The European Bioinformatics Institute, widely known as EMBL-EBI, occupies a distinctive place in the modern life sciences economy. Based at the Wellcome Genome Campus in Hinxton, near Cambridge, it is one of six sites of the European Molecular Biology Laboratory, an intergovernmental organisation founded in 1974 to advance molecular biology in Europe. EMBL-EBI itself was established in the 1990s as biology began to change from a laboratory discipline into an information-rich science. DNA sequencing, protein analysis and computational methods were creating volumes of data that individual laboratories could no longer manage alone. The institute’s founding purpose was therefore practical and ambitious: to collect, preserve, organise and share biological data so that scientists everywhere could build on it. That public-service role remains central today. The organisation now maintains one of the world’s most comprehensive collections of freely available molecular data resources, ranging from genomes and protein sequences to gene expression, molecular interactions, disease associations, pathways, samples and ontologies. Its homepage promise, unleashing the potential of big data in biology, is not marketing language so much as a description of a long-term operating model.
Over three decades, EMBL-EBI has become part of the working fabric of global research.

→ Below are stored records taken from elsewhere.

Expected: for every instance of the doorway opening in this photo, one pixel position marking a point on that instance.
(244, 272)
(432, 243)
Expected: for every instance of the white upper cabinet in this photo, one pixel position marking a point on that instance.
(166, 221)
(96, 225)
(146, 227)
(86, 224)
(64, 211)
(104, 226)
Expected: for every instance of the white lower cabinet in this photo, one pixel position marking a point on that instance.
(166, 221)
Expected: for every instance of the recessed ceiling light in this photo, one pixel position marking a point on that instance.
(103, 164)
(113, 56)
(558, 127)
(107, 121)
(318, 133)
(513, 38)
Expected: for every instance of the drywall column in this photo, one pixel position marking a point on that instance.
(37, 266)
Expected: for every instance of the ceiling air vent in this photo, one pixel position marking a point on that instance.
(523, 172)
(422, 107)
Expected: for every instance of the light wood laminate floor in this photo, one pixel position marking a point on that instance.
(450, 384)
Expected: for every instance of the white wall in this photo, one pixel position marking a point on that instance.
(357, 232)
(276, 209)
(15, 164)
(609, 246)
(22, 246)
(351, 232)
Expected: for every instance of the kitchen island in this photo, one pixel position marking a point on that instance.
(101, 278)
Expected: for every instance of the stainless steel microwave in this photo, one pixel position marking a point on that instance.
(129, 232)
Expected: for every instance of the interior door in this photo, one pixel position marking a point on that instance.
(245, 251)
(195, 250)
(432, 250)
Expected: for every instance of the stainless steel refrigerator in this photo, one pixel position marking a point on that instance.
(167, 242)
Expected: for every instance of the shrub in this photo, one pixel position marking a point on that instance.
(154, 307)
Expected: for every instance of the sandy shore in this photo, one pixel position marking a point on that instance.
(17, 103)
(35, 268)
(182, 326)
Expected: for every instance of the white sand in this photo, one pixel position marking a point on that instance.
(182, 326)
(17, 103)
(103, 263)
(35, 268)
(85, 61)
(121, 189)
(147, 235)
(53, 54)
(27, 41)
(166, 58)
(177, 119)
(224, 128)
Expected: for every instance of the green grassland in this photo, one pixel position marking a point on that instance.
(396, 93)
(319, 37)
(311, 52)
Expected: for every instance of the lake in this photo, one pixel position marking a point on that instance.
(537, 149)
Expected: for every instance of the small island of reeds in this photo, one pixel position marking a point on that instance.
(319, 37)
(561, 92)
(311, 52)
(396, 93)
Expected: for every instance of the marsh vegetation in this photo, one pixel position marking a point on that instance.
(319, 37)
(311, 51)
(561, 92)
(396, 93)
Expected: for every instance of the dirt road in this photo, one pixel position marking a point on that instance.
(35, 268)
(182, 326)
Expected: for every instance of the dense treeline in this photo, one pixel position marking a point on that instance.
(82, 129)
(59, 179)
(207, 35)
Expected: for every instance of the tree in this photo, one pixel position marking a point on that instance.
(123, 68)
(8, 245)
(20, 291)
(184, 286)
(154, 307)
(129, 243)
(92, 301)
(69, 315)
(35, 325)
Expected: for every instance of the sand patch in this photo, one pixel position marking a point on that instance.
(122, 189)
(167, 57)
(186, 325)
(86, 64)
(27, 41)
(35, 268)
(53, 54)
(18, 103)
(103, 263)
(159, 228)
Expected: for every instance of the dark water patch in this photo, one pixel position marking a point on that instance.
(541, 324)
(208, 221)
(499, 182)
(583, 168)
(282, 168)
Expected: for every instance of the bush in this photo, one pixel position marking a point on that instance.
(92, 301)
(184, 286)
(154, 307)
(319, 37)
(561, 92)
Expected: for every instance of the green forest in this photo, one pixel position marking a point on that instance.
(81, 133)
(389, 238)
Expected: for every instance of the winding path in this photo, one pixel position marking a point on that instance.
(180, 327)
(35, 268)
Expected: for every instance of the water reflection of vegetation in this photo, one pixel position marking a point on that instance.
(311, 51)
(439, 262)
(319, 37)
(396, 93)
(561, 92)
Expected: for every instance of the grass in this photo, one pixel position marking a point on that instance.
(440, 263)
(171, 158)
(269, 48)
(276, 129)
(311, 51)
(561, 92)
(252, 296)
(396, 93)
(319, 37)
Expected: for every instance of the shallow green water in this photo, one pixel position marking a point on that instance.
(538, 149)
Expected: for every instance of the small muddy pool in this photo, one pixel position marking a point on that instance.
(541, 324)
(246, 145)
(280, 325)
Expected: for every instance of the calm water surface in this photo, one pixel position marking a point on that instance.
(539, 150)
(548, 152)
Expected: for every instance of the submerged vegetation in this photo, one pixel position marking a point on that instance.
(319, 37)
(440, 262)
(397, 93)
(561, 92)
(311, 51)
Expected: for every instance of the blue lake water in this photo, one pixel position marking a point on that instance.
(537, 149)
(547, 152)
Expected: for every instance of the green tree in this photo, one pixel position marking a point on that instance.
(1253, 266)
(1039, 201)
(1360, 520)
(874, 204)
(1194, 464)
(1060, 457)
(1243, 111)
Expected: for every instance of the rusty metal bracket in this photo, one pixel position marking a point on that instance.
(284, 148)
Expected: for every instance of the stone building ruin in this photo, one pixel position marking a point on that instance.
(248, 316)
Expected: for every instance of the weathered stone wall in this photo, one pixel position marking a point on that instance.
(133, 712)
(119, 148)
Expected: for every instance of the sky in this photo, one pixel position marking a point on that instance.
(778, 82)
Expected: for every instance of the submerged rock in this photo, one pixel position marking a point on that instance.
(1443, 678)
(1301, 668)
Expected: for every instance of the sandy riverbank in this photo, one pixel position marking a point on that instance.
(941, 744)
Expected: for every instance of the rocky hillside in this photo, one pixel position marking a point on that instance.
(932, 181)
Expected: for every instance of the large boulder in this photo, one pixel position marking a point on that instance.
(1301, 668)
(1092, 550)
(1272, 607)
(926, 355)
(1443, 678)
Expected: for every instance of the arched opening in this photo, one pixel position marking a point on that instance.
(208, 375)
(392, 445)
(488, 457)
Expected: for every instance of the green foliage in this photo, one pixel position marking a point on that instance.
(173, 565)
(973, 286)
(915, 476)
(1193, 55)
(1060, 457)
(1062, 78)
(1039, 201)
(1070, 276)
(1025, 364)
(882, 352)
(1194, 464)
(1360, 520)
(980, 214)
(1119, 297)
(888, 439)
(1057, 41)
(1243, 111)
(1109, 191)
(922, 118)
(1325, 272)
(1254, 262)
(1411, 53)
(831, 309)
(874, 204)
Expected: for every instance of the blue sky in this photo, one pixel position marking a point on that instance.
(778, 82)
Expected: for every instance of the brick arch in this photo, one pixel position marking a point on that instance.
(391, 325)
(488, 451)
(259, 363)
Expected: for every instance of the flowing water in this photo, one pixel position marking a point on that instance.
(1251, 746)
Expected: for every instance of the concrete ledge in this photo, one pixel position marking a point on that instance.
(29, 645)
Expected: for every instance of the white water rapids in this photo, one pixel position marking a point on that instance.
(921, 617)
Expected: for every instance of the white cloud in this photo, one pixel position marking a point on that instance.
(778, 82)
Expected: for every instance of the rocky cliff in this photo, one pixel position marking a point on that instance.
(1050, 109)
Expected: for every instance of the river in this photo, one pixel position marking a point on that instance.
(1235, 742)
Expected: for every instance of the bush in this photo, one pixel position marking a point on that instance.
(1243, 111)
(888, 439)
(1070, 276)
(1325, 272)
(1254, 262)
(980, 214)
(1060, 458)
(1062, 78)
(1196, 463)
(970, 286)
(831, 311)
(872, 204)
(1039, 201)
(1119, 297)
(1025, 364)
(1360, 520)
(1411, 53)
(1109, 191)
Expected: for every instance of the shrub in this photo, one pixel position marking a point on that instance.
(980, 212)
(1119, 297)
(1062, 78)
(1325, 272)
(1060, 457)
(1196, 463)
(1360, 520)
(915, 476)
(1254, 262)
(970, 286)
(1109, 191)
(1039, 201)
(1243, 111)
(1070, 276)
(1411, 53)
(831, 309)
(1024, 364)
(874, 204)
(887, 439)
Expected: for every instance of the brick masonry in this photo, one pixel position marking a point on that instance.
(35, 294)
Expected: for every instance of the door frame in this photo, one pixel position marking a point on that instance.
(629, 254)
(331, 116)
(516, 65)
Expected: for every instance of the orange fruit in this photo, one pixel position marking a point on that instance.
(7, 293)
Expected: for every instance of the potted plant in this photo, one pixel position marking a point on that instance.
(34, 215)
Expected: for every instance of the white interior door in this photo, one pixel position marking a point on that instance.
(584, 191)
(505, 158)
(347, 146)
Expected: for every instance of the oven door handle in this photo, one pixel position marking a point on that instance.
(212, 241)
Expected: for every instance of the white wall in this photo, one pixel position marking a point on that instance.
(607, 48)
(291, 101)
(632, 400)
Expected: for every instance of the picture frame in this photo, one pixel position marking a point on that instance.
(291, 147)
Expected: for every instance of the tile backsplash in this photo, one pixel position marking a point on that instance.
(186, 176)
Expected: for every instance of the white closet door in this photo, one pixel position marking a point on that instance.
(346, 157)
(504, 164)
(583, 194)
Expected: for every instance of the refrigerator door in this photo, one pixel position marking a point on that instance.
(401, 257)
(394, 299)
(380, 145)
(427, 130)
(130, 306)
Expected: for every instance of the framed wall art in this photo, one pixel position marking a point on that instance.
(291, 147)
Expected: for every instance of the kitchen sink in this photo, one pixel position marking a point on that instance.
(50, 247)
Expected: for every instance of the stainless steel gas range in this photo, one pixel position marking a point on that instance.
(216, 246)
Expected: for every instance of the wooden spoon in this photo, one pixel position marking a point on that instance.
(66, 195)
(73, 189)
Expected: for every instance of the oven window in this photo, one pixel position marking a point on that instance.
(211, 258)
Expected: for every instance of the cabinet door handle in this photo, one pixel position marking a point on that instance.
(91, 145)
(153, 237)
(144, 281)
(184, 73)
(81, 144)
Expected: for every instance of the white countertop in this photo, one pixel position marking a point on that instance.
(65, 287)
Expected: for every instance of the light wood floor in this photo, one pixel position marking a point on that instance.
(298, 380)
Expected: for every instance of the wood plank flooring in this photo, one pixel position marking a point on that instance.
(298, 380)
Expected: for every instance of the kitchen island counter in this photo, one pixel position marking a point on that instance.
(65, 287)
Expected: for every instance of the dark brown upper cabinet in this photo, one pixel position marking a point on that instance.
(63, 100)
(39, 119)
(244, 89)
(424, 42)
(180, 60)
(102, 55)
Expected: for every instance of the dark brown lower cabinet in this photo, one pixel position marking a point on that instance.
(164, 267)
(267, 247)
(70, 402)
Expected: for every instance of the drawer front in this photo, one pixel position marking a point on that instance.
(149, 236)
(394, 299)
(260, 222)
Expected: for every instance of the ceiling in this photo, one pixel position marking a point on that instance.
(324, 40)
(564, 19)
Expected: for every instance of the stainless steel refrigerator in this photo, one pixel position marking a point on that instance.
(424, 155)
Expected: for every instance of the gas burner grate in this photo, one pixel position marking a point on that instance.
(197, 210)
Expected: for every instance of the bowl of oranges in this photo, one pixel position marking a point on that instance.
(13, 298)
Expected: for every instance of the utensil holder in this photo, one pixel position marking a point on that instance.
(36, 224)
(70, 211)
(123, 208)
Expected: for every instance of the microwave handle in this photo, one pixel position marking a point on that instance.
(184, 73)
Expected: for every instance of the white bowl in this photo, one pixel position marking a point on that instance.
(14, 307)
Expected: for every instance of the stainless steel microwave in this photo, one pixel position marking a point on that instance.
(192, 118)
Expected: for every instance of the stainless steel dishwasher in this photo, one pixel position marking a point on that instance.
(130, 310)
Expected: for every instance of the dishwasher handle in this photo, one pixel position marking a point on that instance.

Its services include major data resources such as the GWAS Catalog, the International Genome Sample Resource and AlphaFold DB, alongside tools for identifier mapping, data submission, annotation and sequence analysis. These resources are used by academic researchers, pharmaceutical companies, biotechnology firms, healthcare projects and public bodies seeking reliable biological evidence. The institute’s value is not limited to storage. Its teams add meaning through curation, annotation and integration with scientific literature and other databases. In a sector where data quality can determine whether research progresses or stalls, that expert intervention is commercially and scientifically significant. An independent Frontier Economics report cited by EMBL-EBI found that its open data resources deliver multibillion-pound value each year, including estimated productivity gains of more than £11.8 billion across public and private sectors. The same work reported that benefits were 108 times higher than the cost of maintaining the institute’s open data resources. For business readers, the message is clear: dependable shared infrastructure can create value far beyond its own balance sheet.
The challenges facing EMBL-EBI are those facing the wider bioinformatics industry, only at greater scale. Biological data is growing rapidly as sequencing becomes cheaper, imaging improves and international biodiversity and health initiatives expand. At the same time, researchers expect faster access, richer analysis tools and clearer links between datasets. Artificial intelligence adds both opportunity and pressure. High-quality biological datasets managed by EMBL-EBI are essential for training and testing new AI tools for the life sciences, and open data stored at the institute played an important role in the development of AlphaFold, the protein structure prediction system created by Google DeepMind. Yet AI also requires careful governance. Automated annotation, text mining, machine learning and large language models may help curators work at scale, but EMBL-EBI’s emphasis remains on evaluation, provenance and quality control. In health and disease, where data can influence diagnosis, drug discovery and precision medicine, reliability is not optional. In biodiversity, where species data must be preserved for future generations, continuity matters as much as innovation. The institute is therefore balancing speed with stewardship.
That balance is reflected in EMBL-EBI’s data stewardship principles. Its approach is based on openness, long-term resilience and expert added value. The institute supports open science by making databases, code and software freely available whenever possible, with licensing policies that aim to use machine-readable open licences for data resources where appropriate. It also recognises that open access only works if resources remain stable over time. Long-term resilience depends on lifecycle management, continuity of staff and infrastructure, data backup and international delivery partnerships. These are not always visible to end users, but they are essential to research productivity. The institute’s recruitment and culture also support this mission. More than three quarters of its workforce has joined from outside the UK, and it continues to recruit internationally, offering support for relocation and family transition. That global talent base reflects the nature of the work: bioinformatics is international, collaborative and dependent on trust between institutions. For EMBL-EBI, the current era is not simply about holding more data; it is about ensuring that data remains usable, lawful, interoperable and valuable.
EMBL-EBI’s story shows how shared data can become infrastructure for modern life science worldwide research. Its future depends on openness, reliability, and careful stewardship as biological datasets continue expanding rapidly. By combining expert curation with responsible AI, it is strengthening trust in computational biology globally. For businesses and researchers, that trust supports better decisions, partnerships, and long-term innovation across sectors. The institute’s continuing challenge is to preserve access while helping science move faster responsibly worldwide.